Le PS, lui, regroupe des sensibilités socialistes avec comme seul point commun la capacité de gérer des collectivités locales, car il faut bien dire, et la primaire socialiste l’a bien montré, qu’y a-t-il de commun entre un Manuel Valls et un Arnaud Montebourg, par exemple ? Ou entre un Pierre Moscovici et un Benoît Hamon ? Pourtant, ils sont tous dans le même parti, comptent bien y rester pour éventuellement atteindre les commandes (la lutte est d’ailleurs déjà bien engagée, avec Harlem Désir et Jean-Christophe Cambadélis dans les favoris). Il est curieux que sur la construction européenne ou sur la conception même de l’économie (doit-elle être ouverte ou repliée sur elle-même ?), le PS n’a toujours pas fait son congrès de clarification définitive et ce ne serait certainement pas avec François Hollande à l’Élysée, habile manœuvrier interne pendant onze ans, que le flou serait dissipé, au contraire.
Trois raisons
L’échec des deux candidats de l’UMP et du PS remettrait en cause cette bipolarité pas forcément voulue par De Gaulle mais plutôt par François Mitterrand en 1971 (avec l’union de la gauche, rejetant les centristes de la gauche) et Jacques Chirac en 2002 (avec l’UMP, phagocytant du coup les centristes à droite).

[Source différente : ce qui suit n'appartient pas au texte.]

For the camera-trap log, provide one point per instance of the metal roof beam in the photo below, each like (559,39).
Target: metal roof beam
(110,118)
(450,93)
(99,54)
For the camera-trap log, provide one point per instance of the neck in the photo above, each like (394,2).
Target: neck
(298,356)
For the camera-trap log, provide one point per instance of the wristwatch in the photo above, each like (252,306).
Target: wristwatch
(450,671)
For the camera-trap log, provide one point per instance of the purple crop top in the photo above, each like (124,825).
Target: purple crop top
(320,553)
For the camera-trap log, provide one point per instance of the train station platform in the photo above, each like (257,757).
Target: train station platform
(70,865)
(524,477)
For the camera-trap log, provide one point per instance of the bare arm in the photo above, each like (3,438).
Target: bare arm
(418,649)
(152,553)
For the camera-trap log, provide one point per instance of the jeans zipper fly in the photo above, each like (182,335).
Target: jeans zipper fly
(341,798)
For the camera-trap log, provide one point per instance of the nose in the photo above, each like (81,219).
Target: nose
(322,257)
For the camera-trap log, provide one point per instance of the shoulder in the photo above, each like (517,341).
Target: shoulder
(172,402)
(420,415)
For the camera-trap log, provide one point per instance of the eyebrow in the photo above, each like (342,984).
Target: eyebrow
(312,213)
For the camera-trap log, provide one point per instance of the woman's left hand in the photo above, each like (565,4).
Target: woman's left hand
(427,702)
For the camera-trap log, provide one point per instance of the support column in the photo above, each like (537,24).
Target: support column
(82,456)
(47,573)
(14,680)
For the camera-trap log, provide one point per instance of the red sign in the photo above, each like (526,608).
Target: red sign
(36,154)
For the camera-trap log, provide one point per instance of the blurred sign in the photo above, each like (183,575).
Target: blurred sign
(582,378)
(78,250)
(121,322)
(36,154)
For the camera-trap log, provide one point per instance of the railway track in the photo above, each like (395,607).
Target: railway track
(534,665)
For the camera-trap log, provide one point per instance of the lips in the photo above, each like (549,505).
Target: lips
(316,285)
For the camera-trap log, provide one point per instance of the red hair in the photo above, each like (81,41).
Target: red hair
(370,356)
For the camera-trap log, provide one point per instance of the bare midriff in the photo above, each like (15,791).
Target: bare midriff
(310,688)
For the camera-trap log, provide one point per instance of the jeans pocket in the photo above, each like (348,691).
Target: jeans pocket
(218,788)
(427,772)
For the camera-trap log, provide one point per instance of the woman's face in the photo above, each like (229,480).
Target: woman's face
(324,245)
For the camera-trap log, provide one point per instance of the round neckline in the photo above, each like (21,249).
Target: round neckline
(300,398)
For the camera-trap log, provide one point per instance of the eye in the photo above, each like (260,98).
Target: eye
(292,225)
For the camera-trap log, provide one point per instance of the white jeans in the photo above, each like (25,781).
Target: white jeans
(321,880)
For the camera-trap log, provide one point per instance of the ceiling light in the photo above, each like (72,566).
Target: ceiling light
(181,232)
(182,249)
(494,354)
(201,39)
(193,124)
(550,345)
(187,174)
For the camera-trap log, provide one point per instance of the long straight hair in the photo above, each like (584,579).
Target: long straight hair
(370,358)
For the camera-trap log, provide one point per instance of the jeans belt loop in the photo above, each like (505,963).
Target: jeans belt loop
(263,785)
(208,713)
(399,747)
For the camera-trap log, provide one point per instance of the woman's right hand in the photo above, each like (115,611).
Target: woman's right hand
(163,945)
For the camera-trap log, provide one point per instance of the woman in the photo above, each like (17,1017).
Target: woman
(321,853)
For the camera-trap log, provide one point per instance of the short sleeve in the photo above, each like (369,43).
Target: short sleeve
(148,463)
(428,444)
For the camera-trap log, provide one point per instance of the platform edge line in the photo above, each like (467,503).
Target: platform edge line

C’est donc une réelle chance que depuis dix ans, un homme a eu le courage d’éviter la disparition totale de cette force centrale, d’autant plus qu’il jouit, par son indépendance politique et intellectuelle, d’une entière liberté de positionnement, loin des hypocrisies claniques. Ce sera mon dernier article sur mes réflexions bipolaires.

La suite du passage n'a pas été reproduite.